Random item for today: it rains so much around Tully (highest rainfall in Australia) that they mow their lawns every 10 days. Imagine being a mower repair man up here. You’d be taking holidays in Monte Carlo.
It certainly is lush and green around these parts and it was bumper to bumper crops of bananas and sugar cane today. We decided to have an educational (no historical displays !!) morning at the Tully Sugar Mill. From the beginnings of the harvested cane…
all the way through the process of extracting the sugar and filling up the big B Doubles with the finished product. This place is like being on a movie set – from the 50s.
See the steam rising out of the grates over the drains? I kept expecting Marilyn Monroe to pop around the corner.
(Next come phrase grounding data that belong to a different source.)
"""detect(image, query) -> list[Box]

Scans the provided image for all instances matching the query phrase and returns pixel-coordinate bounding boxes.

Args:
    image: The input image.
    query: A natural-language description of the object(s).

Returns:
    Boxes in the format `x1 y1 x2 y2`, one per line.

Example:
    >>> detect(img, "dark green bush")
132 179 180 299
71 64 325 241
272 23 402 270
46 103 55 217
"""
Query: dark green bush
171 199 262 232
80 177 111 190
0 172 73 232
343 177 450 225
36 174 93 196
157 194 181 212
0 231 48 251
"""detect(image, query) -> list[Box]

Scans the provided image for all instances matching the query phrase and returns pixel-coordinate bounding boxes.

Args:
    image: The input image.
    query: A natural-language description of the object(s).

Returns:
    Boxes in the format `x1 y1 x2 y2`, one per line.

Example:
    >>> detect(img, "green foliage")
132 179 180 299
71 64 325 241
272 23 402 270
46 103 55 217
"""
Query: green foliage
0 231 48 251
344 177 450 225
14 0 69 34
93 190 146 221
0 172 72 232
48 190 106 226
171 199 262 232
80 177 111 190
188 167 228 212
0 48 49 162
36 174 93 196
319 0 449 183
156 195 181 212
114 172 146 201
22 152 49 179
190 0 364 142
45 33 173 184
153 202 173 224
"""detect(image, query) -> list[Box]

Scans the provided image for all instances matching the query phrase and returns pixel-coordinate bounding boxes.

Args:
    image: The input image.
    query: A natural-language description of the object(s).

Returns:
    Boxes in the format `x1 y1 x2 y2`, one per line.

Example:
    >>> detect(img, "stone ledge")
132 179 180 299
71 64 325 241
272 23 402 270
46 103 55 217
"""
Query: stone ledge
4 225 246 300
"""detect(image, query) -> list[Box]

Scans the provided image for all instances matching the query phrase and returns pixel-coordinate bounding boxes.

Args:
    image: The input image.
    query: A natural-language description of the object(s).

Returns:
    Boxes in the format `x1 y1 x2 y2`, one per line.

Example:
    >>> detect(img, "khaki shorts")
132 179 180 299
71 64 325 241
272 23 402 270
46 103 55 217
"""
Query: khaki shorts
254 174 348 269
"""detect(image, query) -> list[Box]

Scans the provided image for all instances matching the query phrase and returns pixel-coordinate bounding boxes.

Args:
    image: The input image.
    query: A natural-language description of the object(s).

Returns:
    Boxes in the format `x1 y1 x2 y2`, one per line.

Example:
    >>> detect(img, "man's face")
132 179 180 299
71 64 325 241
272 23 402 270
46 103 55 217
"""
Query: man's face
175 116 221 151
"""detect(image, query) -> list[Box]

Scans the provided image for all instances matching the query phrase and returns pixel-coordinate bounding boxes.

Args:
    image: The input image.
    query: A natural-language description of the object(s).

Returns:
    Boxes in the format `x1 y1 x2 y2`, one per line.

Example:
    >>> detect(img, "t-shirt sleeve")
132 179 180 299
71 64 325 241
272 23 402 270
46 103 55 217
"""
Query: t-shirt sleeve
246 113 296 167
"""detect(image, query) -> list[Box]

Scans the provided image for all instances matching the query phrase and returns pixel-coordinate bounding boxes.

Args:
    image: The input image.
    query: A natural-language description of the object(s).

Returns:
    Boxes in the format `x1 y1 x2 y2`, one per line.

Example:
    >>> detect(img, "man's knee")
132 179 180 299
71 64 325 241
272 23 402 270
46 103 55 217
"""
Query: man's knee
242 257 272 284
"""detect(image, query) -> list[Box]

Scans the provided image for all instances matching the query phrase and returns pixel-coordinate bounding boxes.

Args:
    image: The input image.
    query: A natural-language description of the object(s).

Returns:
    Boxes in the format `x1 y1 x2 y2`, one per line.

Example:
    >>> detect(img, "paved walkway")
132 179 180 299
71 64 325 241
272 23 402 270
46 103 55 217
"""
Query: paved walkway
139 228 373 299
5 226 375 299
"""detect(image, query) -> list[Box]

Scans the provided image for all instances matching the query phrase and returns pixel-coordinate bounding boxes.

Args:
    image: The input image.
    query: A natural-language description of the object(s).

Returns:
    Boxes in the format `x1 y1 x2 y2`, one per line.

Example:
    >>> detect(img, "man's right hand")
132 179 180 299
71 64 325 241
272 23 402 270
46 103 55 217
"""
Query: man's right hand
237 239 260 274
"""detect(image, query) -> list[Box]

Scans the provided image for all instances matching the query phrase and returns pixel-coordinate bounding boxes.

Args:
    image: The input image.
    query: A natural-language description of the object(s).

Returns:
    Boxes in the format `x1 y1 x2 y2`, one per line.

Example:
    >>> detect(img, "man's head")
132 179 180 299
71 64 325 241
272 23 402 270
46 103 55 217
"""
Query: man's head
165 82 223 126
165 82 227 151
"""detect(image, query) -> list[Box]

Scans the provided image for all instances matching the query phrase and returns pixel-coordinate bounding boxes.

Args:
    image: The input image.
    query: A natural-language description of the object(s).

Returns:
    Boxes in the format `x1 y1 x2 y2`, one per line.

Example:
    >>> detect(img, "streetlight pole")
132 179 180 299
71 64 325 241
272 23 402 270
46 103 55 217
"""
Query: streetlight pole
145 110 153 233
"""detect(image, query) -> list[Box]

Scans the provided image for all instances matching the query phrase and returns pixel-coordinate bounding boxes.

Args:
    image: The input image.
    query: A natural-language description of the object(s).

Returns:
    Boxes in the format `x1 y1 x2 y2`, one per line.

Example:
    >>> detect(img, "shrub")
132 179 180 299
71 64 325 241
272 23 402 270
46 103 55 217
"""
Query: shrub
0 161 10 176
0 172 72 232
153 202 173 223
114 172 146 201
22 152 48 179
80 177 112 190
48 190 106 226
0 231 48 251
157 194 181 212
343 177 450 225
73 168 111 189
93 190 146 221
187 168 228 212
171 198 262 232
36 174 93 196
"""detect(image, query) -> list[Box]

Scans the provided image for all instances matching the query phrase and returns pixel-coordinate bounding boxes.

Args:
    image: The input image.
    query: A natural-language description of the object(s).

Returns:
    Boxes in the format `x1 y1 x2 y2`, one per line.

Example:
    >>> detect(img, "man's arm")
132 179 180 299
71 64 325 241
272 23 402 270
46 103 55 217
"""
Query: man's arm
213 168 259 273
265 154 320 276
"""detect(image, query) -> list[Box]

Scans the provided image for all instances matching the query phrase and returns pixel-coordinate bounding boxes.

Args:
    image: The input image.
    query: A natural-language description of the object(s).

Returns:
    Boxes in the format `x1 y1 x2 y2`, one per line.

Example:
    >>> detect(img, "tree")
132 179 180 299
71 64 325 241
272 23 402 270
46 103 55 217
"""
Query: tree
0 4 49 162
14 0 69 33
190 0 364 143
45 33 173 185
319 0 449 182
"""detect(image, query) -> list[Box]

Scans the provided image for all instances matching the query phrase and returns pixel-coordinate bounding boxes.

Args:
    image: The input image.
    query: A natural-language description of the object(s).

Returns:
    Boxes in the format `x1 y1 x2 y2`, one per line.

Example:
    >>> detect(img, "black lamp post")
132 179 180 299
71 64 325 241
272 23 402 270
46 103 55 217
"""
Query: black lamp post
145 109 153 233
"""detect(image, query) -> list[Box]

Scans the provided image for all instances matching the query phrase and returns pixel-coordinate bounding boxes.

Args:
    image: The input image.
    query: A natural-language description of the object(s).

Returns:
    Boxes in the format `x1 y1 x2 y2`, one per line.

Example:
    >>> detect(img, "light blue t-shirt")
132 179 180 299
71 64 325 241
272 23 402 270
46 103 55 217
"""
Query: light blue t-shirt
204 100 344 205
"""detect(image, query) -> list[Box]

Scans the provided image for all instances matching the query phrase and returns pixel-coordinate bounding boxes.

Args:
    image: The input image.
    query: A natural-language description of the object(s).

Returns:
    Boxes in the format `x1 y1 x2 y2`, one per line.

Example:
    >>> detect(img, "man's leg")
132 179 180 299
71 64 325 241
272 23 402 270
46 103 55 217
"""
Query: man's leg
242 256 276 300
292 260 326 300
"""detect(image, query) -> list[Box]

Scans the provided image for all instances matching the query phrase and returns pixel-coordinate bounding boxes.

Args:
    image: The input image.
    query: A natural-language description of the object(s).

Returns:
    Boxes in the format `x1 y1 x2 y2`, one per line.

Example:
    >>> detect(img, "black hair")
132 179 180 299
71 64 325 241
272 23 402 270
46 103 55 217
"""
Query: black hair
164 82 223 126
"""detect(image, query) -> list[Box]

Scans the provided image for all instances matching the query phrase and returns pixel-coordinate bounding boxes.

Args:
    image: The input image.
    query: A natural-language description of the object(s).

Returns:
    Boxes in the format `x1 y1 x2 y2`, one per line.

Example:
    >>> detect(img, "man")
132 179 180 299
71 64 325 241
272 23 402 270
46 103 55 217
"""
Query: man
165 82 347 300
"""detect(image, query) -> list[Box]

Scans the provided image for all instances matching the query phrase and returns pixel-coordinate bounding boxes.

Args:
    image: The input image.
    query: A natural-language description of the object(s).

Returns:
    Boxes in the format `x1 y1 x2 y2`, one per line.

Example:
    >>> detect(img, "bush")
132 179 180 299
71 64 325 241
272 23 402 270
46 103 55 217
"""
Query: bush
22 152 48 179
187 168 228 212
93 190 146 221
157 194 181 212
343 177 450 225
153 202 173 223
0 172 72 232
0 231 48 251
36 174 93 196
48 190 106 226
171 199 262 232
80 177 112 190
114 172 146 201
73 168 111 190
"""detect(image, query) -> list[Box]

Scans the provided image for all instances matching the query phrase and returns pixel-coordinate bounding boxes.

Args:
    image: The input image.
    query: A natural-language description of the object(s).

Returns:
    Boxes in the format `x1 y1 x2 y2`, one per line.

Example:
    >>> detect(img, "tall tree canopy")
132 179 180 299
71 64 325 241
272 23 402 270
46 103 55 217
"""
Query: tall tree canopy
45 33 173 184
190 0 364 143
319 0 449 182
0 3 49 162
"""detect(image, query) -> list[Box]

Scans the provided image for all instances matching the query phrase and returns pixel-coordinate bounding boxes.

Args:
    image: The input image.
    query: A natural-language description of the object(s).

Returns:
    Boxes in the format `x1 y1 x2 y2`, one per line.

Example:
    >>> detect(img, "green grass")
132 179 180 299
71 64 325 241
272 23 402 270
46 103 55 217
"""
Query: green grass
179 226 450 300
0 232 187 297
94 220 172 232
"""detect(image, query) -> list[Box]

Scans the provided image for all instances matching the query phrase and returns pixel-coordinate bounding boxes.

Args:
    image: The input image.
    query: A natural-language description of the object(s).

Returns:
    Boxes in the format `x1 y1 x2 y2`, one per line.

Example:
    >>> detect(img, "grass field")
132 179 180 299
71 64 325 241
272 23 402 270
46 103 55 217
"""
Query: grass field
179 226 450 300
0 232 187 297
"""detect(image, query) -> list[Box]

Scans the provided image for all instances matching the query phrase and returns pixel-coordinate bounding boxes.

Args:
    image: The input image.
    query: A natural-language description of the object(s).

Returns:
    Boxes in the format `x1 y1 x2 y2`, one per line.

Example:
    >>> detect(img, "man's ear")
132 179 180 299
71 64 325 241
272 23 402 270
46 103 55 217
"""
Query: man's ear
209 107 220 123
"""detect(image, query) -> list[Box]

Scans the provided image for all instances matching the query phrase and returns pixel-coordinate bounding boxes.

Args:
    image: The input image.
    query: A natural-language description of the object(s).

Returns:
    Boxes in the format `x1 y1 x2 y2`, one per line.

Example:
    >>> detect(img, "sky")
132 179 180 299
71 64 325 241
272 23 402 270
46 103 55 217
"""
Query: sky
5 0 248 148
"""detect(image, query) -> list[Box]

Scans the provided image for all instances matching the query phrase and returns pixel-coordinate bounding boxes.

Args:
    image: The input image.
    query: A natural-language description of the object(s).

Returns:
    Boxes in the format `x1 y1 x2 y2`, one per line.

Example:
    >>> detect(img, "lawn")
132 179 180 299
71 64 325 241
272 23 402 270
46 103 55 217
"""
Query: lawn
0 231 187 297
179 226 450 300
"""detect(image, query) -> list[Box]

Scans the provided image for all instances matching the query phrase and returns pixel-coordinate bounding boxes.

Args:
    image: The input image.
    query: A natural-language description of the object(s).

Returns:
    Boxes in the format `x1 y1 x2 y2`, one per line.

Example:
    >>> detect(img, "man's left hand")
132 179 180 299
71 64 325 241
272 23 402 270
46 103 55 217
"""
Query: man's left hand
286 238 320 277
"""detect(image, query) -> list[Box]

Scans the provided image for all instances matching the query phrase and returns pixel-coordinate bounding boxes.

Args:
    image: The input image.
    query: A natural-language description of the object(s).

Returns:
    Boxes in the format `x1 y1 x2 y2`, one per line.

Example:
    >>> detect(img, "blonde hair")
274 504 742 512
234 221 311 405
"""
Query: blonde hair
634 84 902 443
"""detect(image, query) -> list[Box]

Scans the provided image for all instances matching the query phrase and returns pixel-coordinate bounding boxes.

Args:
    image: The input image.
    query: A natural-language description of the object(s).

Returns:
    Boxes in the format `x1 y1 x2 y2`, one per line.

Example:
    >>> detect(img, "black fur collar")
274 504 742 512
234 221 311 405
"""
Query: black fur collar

I think it was built in the 20s, and not much seems to have changed.
I keep hearing that Midnight Oil song going round in my head – the sugar refining company won’t help you – but I’m sure it’s all happy days here. The mill works for 24 weeks a year from June to December, then shuts down and does maintenance. The smell is an unmistakable sugar kind of smell. Sort of. Or maybe just a weird smell. I could still smell it the next day in different clothes and after a shower. Once the sugarcane is harvested, they have to extract the sugar within 8-12 hours before the content starts to decrease. I never knew that. The mill works 24 hours a day ploughing through the stream of cages full of freshly harvested cane.
They are very environmentally friendly. The huge plumes that puff out of the chimney stacks aren’t icky polluting gases. It’s actually steam. They burn some of the waste product and produce enough power to supply the entire mill, plus put some back in the grid that powers about 5000 homes.
Pretty impressive. They reckon that sugarcane puts more carbon back in to our world than trees. Maybe one day we will have sugar cane forests everywhere!